OPERAIO - No. Restiamo. Il compagno Mario gli saprà rispondere.
ANDREA - (che ha inteso) Compagno degno di voi. Compagno che non ha saputo trarre esempio dal vivere del padre, il quale, da saggio operaio, non perdeva il tempo a sognare conquiste che non fossero frutto di onesto lavoro.
Troppo si abusa della vostra credulità. Il paradiso che vi si promette con impudenza non è che l'inferno, con tutte le sue sofferenze. Giungono a noi, penosamente, i lamenti, il pianto di quei popoli che vivono, privi di ogni, bene, in quel vostro paradiso.
GIUSEPPE - non è vero, non è vero.
ANDREA - Vorrei che non fosse vero. Le rivolte, però, scoppiate qua e là in quel vostro paradiso, soffocate nel sangue, avvalorano, purtroppo, le mie affermazioni.

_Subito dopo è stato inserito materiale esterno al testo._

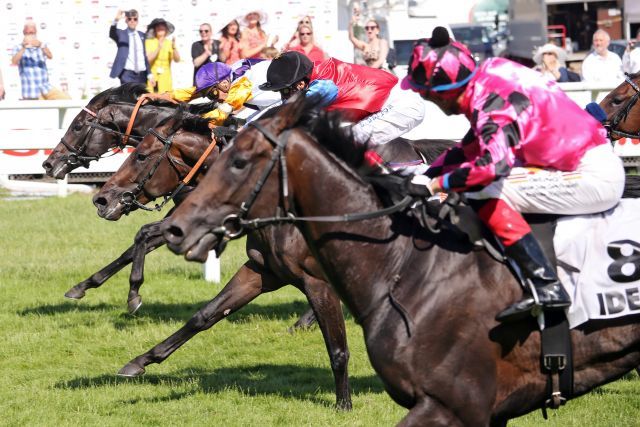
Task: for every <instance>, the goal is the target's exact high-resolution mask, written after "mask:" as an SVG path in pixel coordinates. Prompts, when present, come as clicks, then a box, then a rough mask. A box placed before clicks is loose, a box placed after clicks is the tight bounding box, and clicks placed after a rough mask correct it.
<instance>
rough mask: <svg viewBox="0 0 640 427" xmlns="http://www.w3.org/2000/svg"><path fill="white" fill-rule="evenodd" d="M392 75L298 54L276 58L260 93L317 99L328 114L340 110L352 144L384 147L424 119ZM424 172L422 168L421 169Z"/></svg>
mask: <svg viewBox="0 0 640 427" xmlns="http://www.w3.org/2000/svg"><path fill="white" fill-rule="evenodd" d="M397 82H398V78H397V77H396V76H394V75H393V74H391V73H389V72H386V71H383V70H378V69H374V68H369V67H365V66H363V65H355V64H349V63H346V62H342V61H339V60H337V59H335V58H329V59H326V60H324V61H319V62H316V63H313V62H311V60H310V59H309V58H307V57H306V56H305V55H303V54H302V53H300V52H294V51H290V52H285V53H283V54H282V55H280V56H278V57H276V58H275V59H274V60H273V61H272V62H271V65H270V66H269V69H268V71H267V82H266V83H265V84H263V85H261V86H260V88H261V89H263V90H271V91H274V92H279V93H280V96H281V97H282V100H283V101H285V100H287V99H288V98H290V97H291V96H292V95H293V94H294V93H296V92H299V91H306V95H307V96H318V97H319V98H320V99H321V104H322V106H324V107H326V109H327V110H340V111H341V112H342V113H343V114H344V115H345V118H346V119H347V120H350V121H354V122H358V123H357V124H356V125H354V126H353V128H352V130H353V136H354V138H355V139H356V141H358V142H361V143H365V142H366V143H368V144H370V145H379V144H385V143H387V142H389V141H391V140H393V139H395V138H397V137H399V136H400V135H402V134H404V133H406V132H408V131H410V130H411V129H413V128H414V127H416V126H417V125H418V124H420V122H422V119H423V118H424V102H423V101H422V100H421V99H420V97H418V96H415V97H413V96H406V95H407V94H406V93H404V92H403V91H402V90H401V89H400V87H399V86H398V87H397V88H394V86H396V83H397ZM425 169H426V168H425Z"/></svg>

VOCI - E' falso. E' falso.
(Mentre si parla gli operai si muovono; l'ubriaco gesticola).
GIUSEPPE - Quel che è vero, e voi non potete smentirlo, è che i ricchi abitano, nella gioia del godimento, in lussuosi palazzi; noi, nelle pene del lavoro, in miseri tuguri.
VOCI - Bravo. Questa è la verità.
ANDREA - Mario - io non sto a fare qui, amici, l'elogio dei ricchi. Io stesso vi dico che, per la sociale giustizia, i ricchi devono scendere, i poveri salire, in modo da stabilire, tra gli uni e gli altri, il giusto equilibrio: pene e godimenti, secondo gli umani decreti, per gli uni e per gli altri.
GIUSEPPE - Chiacchiere, chiacchiere che durano da secoli.
MARIO - (che è stato ad ascoltare, corrucciato) E' proprio così, compagni: chiacchiere, chiacchiere. L'avete ben capito.